II. Amendment of the FAC
Because Plaintiff has not successfully identified valid liberty or property interests, and she has not articulated sufficient facts concerning the deprivation of due process, Defendant's Motion is GRANTED. However, the Court grants leave to amend as outlined herein; that is, Plaintiff is not foreclosed from reasserting a due process claim. If Plaintiff elects to amend her due process claim, she must comply with these requirements: (1) amendment is limited to the parameters articulated in this Order; (2) Plaintiff must allege a liberty or property interest and is reminded that she will ultimately have to identify the source of her articulated liberty and/or property interest(s); (3) Plaintiff may not assert a liberty or property interest in permanently remaining in the United States; (4) Plaintiff must clearly present her claim and delineate between procedural and substantive due process violations; (5) any other amendments to the FAC are prohibited; and (6) the amended pleading should be titled "Second Amended Complaint" and is due by March 23, 2021. The amended pleading "may not incorporate any part of a prior pleading by reference," see LR10.4, and it will supersede all prior pleadings, which will be treated as non-existent. See Ramirez v. County of San Bernardino, 806 F.3d 1002, 1008 (9th Cir. 2015) (citations omitted). Failure to comply with these requirements may result in the dismissal of the due process claim.

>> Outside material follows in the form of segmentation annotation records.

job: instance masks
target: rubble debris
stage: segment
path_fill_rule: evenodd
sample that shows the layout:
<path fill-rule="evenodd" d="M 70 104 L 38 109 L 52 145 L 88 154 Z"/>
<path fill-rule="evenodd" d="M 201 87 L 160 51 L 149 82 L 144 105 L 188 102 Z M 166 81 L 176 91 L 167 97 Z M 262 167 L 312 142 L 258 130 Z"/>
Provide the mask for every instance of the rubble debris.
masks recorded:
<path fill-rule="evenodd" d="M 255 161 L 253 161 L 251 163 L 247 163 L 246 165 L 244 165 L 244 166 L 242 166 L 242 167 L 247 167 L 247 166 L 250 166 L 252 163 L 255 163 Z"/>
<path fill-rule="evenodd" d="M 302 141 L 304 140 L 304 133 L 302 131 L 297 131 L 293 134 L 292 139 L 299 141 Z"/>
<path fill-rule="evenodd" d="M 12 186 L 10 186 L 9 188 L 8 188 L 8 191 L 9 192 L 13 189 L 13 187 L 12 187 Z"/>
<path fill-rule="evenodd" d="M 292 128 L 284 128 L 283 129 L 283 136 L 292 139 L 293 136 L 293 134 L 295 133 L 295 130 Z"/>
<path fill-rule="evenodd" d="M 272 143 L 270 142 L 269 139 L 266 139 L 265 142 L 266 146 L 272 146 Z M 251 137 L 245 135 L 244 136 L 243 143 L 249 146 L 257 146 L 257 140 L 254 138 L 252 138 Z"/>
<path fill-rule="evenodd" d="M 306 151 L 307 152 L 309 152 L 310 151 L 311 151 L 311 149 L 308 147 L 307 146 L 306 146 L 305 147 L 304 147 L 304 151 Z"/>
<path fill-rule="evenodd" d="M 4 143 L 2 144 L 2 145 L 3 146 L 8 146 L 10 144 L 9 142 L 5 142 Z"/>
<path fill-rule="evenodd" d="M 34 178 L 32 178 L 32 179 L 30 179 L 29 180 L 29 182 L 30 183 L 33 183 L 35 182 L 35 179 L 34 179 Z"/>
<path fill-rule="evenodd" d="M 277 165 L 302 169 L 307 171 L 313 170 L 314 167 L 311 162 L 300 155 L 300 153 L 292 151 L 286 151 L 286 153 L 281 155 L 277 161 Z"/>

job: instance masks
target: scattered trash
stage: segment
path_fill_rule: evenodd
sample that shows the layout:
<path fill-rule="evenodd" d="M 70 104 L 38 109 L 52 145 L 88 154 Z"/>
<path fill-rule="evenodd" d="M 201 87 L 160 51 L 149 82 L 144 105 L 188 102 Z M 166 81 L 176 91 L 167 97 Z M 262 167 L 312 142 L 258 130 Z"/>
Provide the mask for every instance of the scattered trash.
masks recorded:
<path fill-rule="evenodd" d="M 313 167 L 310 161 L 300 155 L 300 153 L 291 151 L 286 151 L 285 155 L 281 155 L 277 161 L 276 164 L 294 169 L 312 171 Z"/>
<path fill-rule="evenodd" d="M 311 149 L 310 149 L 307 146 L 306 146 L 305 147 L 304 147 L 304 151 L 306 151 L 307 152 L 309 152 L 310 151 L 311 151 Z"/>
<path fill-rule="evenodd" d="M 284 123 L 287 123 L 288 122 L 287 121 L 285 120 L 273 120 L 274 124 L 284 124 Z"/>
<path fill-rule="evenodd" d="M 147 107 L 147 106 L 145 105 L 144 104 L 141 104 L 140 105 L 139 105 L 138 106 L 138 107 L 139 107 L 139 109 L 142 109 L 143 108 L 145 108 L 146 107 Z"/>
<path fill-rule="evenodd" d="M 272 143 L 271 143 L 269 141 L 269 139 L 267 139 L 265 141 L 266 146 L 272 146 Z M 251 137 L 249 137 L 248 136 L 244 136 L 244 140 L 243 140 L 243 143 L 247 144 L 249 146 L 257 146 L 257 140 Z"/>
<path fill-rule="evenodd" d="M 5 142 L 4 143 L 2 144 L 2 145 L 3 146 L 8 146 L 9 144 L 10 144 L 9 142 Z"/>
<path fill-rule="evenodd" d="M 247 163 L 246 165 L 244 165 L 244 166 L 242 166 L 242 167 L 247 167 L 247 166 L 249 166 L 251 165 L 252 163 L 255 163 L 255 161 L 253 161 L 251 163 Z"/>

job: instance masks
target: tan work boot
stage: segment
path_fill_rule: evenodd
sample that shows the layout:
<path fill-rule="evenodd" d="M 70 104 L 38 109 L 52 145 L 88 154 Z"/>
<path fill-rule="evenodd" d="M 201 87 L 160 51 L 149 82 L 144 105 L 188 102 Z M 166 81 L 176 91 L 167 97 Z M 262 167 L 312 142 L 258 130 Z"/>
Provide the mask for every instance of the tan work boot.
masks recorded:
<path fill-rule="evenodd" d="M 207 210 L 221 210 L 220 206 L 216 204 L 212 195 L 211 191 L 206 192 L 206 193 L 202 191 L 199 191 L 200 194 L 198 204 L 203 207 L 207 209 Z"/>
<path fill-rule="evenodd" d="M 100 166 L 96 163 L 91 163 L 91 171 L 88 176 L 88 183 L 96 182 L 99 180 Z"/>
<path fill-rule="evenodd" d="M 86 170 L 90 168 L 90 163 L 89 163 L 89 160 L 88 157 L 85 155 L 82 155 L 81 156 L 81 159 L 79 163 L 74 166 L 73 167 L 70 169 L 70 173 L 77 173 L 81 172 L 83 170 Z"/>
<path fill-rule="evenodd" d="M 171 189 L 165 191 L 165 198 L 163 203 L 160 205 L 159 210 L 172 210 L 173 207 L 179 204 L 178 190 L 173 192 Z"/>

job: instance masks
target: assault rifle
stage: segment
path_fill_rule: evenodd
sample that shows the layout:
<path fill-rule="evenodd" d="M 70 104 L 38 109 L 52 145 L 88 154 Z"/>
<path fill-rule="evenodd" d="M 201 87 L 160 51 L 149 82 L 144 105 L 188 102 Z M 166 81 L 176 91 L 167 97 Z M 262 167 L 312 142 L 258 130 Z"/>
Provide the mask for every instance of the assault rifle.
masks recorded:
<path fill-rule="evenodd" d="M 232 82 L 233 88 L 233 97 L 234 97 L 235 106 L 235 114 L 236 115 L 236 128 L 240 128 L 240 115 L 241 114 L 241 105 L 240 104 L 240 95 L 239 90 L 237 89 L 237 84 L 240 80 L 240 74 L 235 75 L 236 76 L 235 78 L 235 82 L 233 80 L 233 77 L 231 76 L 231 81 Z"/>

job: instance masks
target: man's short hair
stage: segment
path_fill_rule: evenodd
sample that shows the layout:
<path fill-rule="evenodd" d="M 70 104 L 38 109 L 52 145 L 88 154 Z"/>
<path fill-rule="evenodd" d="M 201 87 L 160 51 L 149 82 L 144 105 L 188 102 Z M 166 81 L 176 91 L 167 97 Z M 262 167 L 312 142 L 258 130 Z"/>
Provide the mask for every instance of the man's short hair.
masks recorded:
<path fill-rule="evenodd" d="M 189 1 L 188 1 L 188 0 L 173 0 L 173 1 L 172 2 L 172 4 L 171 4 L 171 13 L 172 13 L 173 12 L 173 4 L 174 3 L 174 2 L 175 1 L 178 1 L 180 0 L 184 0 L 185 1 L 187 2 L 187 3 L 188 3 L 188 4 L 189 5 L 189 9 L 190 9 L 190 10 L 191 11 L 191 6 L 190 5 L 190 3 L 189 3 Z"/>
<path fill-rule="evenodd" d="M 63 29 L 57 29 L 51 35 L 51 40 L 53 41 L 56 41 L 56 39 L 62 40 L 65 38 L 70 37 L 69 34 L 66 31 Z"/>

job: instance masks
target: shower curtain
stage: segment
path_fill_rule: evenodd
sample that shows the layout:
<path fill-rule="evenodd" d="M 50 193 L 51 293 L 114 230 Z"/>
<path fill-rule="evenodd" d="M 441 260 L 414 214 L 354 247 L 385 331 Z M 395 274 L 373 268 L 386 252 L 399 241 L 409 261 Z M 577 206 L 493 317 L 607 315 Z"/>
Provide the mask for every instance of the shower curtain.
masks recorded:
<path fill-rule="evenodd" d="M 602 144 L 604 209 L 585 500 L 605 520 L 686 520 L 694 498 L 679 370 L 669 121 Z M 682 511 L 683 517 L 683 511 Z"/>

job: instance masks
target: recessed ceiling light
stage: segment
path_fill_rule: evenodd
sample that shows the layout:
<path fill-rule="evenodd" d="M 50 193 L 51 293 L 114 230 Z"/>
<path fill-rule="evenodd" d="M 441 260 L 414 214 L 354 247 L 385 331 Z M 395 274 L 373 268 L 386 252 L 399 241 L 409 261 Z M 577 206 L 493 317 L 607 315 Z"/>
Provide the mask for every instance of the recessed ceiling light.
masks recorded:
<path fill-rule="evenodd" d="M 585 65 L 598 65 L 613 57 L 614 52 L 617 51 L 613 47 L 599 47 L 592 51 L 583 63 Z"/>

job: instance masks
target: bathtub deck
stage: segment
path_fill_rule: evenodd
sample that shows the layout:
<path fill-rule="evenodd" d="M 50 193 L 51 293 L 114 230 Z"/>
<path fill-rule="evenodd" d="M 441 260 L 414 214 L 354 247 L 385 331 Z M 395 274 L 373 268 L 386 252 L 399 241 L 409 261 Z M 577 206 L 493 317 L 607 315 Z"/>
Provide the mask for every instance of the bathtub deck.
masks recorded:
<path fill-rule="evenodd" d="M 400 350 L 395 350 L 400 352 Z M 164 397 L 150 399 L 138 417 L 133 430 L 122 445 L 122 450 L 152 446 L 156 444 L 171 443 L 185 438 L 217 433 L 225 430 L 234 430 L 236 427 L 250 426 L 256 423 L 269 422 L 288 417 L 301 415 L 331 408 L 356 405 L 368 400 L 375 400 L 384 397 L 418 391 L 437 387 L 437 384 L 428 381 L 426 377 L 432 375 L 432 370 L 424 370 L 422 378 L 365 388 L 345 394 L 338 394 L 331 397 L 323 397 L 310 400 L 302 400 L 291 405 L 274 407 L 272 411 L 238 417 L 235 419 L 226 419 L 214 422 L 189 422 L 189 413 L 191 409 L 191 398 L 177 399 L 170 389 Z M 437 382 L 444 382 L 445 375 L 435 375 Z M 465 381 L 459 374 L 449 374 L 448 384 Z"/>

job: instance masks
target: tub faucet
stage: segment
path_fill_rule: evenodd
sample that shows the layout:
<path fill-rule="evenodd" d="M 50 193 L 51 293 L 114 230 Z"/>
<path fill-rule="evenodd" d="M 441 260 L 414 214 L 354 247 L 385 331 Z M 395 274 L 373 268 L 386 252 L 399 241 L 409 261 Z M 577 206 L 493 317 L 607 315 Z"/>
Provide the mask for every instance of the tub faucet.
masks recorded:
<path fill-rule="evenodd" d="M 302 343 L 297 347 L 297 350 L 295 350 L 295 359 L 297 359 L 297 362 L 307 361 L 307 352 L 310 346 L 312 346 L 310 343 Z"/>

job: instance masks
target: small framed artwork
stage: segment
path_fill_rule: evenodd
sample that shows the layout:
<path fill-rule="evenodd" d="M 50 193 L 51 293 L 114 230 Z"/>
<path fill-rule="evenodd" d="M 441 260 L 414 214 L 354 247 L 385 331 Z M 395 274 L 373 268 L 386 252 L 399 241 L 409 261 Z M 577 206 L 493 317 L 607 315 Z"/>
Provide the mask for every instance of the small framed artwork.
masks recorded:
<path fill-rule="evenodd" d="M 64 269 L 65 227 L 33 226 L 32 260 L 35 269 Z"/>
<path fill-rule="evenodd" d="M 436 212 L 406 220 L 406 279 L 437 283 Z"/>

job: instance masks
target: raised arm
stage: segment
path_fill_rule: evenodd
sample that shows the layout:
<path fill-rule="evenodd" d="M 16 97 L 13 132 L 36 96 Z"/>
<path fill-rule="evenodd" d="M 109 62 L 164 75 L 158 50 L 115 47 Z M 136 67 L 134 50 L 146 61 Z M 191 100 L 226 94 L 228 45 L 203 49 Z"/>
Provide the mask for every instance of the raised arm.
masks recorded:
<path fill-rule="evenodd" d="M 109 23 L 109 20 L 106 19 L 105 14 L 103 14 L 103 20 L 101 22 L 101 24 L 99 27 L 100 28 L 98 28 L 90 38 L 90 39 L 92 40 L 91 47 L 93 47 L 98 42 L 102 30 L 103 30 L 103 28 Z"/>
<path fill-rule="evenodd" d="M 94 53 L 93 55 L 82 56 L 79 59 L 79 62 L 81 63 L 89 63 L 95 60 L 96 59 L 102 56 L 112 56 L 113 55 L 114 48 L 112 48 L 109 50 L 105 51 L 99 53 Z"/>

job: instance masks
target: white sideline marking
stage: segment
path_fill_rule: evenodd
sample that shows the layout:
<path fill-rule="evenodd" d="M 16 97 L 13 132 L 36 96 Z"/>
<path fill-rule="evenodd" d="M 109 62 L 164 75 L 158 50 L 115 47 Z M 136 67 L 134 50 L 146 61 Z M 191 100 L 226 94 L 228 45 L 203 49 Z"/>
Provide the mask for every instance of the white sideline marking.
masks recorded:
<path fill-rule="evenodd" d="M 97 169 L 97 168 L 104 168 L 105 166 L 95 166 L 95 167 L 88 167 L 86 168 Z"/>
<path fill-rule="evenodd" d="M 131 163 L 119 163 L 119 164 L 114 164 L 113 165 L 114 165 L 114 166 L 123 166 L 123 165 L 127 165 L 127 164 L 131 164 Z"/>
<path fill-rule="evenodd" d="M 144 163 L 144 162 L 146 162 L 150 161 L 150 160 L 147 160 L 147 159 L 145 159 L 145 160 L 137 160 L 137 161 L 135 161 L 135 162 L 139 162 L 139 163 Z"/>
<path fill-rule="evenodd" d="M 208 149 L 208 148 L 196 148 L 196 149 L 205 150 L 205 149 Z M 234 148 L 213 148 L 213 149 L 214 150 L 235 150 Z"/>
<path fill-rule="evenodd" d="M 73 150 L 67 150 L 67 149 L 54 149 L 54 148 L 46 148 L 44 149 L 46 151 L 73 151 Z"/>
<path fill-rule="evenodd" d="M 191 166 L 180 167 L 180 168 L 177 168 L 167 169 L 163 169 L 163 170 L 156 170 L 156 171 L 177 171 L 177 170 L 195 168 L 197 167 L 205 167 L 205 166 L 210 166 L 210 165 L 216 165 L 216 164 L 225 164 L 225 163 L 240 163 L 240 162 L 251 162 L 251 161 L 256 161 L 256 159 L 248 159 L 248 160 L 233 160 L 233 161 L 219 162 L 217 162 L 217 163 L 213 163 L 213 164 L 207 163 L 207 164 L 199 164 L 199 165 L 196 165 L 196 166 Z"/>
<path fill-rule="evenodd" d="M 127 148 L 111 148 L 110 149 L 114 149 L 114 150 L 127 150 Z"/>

Due to this failure, the Court need not address other aspects of the due process claim.
If Plaintiff declines to amend the claim, her case will proceed as to the APA claim — consisting of all remaining counts — which is the crux of this case.
CONCLUSION
In accordance with the foregoing, the Court GRANTS Defendant's Motion, ECF No. 73, and dismisses Plaintiff's due process claim with leave to amend. Her deadline to file an amended pleading is March 23, 2021 and she must comply with all requirements set forth above.
IT IS SO ORDERED.
DATED: Honolulu, Hawai'i, March 2, 2021.